Study shows gun violence increases MH issues with kids

Gun violence in a community can increase the number of children visiting the emergency room with mental health crises.

That’s the finding of a new study by Penn Medicine comparing four years worth of Children's Hospital of Philadelphia ER visits for children under 12 to Philadelphia Police Department crime data. Researchers found that children within four or five blocks of a shooting were more likely to show anxiety, depression, sleeplessness and other mental health symptoms in the weeks afterward.

Dr.

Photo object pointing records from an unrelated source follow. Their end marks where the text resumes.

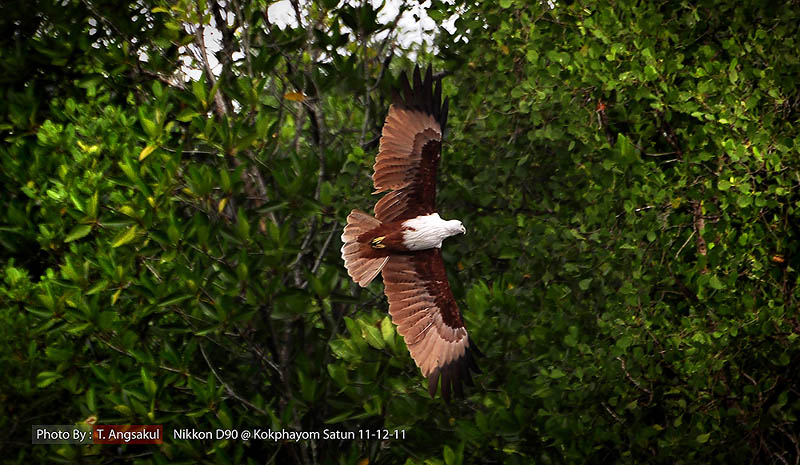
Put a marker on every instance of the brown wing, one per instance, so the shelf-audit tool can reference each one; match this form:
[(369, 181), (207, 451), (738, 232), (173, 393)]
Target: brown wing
[(423, 308), (410, 150)]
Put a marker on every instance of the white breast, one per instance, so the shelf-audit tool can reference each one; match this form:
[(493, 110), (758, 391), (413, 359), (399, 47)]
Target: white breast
[(428, 231)]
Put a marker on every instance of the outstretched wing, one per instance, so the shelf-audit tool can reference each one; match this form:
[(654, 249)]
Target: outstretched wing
[(410, 148), (423, 308)]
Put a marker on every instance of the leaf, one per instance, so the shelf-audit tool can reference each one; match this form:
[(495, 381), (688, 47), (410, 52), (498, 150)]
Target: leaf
[(294, 96), (146, 151), (78, 232), (124, 237), (47, 378), (449, 455), (373, 337)]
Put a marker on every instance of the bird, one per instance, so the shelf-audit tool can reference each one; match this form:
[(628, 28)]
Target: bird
[(403, 241)]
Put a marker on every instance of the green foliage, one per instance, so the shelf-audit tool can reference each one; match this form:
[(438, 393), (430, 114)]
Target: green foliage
[(628, 174)]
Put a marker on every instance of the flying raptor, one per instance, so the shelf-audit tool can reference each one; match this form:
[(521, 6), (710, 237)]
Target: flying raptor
[(404, 239)]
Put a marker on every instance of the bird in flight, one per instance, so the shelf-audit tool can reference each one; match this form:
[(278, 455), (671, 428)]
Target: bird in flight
[(403, 240)]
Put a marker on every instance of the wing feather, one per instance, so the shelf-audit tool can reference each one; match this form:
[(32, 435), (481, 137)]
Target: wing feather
[(410, 149), (429, 320)]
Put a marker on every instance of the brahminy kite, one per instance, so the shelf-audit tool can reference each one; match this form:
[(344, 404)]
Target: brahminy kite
[(404, 239)]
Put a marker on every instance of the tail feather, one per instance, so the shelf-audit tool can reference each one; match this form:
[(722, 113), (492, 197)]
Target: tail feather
[(361, 260)]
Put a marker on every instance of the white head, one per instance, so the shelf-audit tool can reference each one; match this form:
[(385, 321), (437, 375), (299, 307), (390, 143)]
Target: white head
[(455, 227), (428, 231)]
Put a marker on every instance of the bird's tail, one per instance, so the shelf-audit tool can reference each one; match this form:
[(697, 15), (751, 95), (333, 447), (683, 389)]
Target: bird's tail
[(362, 261)]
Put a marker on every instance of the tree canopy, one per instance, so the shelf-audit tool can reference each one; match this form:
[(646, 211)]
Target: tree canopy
[(175, 176)]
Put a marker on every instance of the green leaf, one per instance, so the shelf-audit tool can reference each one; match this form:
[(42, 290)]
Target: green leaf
[(124, 237), (78, 232)]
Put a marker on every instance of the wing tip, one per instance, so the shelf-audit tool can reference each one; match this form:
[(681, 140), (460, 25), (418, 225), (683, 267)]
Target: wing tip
[(455, 375), (423, 95)]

Aditi Vassan, a pediatrician, noticed the connection.

"They told me that it started after a friend or a family member or a neighbor was shot or after a shooting happened in their neighborhood or in their community," she said.

The number of visits were higher the closer the child lived, and closer in time to the shooting, showing exposure to violence not only has long-term effects but also immediate ones — and not just for victims but for whole communities. She says there are lessons for practitioners and for policy-makers

Vassan says the Penn study is one of the first to look at the short-term impact of gun violence and shows the need for both trauma-informed care by practitioners and violence-reduction measures by policy-makers.

"Gun violence really predominantly effects children who are Black and children who are poor," he said. "And so, addressing gun violence — both by reducing gun violence exposure and by reducing its mental health impact — is a really key part of child health equity."

The study was published in Jama Pediatrics.